LEVEL 20- During the fall of 2005 there were lots and lots of riots taking place quite near the place where we live just outside Paris. The image of running teenagers and pursuing police was constantly on the news for a couple of weeks. The lyrics here just painting some part of the picture of what I saw daily and from what I know (and learned) about from the housing projects around here. Level 20 would be the floor and number 43 the apartment perhaps. Actually this song also came from some studio magic and I do share songwriting credits with Chris for it. My original version was more of a straight-ahead rock song but that version never really fit with what this CD was about. One night we were listening to some of Chris's loop creations (he has an immense library!) and this one popped up. I just grabbed the lyric sheet and sang along. Simple really. The Dobro with the Asian feel came naturally as well.
Photo copyright by Peter Pricken
NO DISTANCE LEFT TO RUN- This song was written by the members of the band Blur- (song Albarn / Music Albarn, Coxon, James, Rowntree). Chris is actually the one that suggested this song, perhaps as an exercise as much as anything else. Of all the CD's I'd ever recorded the one thing I'd never done was record someone else's music. I fell in love with it on the first listen. As done by Blur the song is a lush and aching lament highlighted by Graham Coxon's beautiful and far-reaching guitar playing. This song is unlike anything I'd ever done before -written or played- and I'm sure that was partly Chris's intent when he suggested I learn and record this number.
EVERGREEN- I will often write away my blues when they occur and I guess I am no difference then lots of other artists in that respect. Writing sad songs certainly does give one perspective (hopefully positive) about any given situation. I'm not sure exactly what I was being depressed about when this was written but the words are clear enough in regards the subject.
WORK SONG- Simple enough I think. I just get so tired of all the whining that takes place these days (has it always been like that?). I include myself (at times) in this category as well. I think I just sat down and wrote this one out in a few minutes. Roll up your sleeves!
OLIVA- An instrumental and where do those ideas come from I'm not sure. I play guitar every day and if I let them, songs will flow naturally from those practices. I'd been playing a lot of classical guitar this past year and the instrument itself can often be a source of inspiration. Almost like the song is "inside" the guitar. I also enjoy the way the guitar has these kind of moving, piano pieces that twirl and twist around each other.
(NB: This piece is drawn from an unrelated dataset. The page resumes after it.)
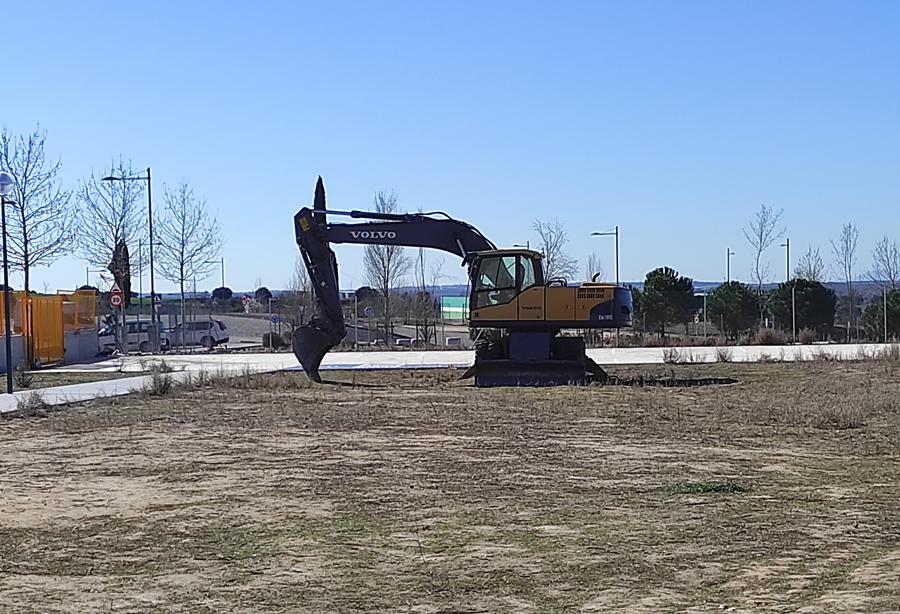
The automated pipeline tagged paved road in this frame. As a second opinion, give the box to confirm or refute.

STREETS OF STONE- A very, very difficult song for me to write. I think it took me something like 3 months of solid writing everyday to finish this baby. Still, I'm quite proud of it. Another "blues" song but not depressing. I like to think that it takes place somewhere in Europe (streets of stone). Once again, I believe I had the guitar parts to this song before the words. Often when I practice I'll turn on the tape recorder (mini disc actually) and then just play the guitar and sing or hum along. Afterwards I'll go back and find the seeds of the lyrics "inside" the humming or mouth noises. I'm sure that's where this song began. Of course having the seeds and then having the fully completed lyrics can be a long and far stretch sometimes for songwriters. I was actually writing/editing this song even as I was recording it which is something I'd never done before.